オホーツクの内陸部、約3500人が暮らす置戸(おけと)町。22店が加盟する「大通り商店街協同組合」は、暖房季の室温を20℃にする取り組みを全店で展開中です。なぜ実施にいたったのか、会長の森岡眞也さんに聞きました。
流氷減や異常気象
なんとかせねばと思ってました
置戸町は、面積の8割を森林が占め、農林業と木工が盛ん。木の器「オケクラフト」は特産品として人気です。「大通り商店街協同組合」は町の中心街にあり、衣料品店や美容室、飲食店などが500mにわたって続いています。町内のお客のみならず、世界自然遺産・知床へやってきた観光客が立ち寄ることも多く、客層はインターナショナルです。商店街全店で「冬の室温20℃以下」に踏み切った理由を、森岡さんはこう話してくれました。

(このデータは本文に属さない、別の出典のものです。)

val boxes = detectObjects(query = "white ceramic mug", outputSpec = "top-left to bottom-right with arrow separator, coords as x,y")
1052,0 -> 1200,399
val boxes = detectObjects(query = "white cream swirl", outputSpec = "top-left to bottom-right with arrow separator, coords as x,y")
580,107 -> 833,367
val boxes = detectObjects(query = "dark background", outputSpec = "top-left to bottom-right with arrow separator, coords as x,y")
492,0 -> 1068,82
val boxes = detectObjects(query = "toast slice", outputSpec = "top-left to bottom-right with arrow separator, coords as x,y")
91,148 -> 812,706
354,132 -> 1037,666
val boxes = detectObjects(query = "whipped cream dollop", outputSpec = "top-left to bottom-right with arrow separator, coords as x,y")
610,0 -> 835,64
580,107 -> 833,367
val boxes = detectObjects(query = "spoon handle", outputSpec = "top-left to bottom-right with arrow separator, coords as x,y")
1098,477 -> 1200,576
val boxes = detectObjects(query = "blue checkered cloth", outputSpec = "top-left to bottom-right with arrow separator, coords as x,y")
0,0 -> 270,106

「数年前から、オホーツク海の流氷減少や異常気象は温暖化の影響ではないかと言われるようになり、なんとかせねばと思ってたんです。そんなときに環境省が中心になって進めているウォームビズ20℃プロジェクトを知り、参加することに。1月26日、全店でスタートしました」。
オバマ政権発足も
「みんなで20℃」の追い風に
冬の置戸町は晴れの日が多いものの、気温の低さは北海道屈指。マイナス25℃になることも珍しくありません。そうしたなかで、室温20℃にすることに異論をとなえる店主さんはいなかったのでしょうか。「みんな賛同してくれました。室温設定を21〜22℃にしていた店が多く、下げるのは1〜2度と、無理なく実践できる範囲でしたし、アメリカでは温暖化防止に前向きなオバマ氏が大統領になるなど、環境保全の機運は世界的に高まっています。灯油代を節約できるというメリットもありますしね」と森岡さん。衣料品店を営む森岡さんの場合、接客スペースの室温は18℃、事務所は15℃に設定。お店に立つ奥様は、あたたかく過ごす工夫として、洋服の下にインナーを着るようになったそうです。
室温20℃を
町全体に広げていきたい
室温20℃以下を続けるためには、お客の理解が大切。森岡さんは「各店にポスターを貼るほか、お客さまお一人お一人に説明するようにしています。今後はアンケートも実施して、来年の取り組みに反映させたい」と語ります。「大通り商店街協同組合」は、冬はアイスキャンドルやイルミネーションなどの「光」の演出が、春から秋にかけては「花」の演出がなされます。「大通り商店街協同組合」が始めた花の取り組みは評判となり、ほかの店舗や個人宅にも広がって、いつしか町全体が花で彩られるように。森岡さんは「室温20℃の取り組みも、町全体に広がってくれれば。町の皆さんや観光客に、積極的にアピールしていきたいです」と語ってくれました。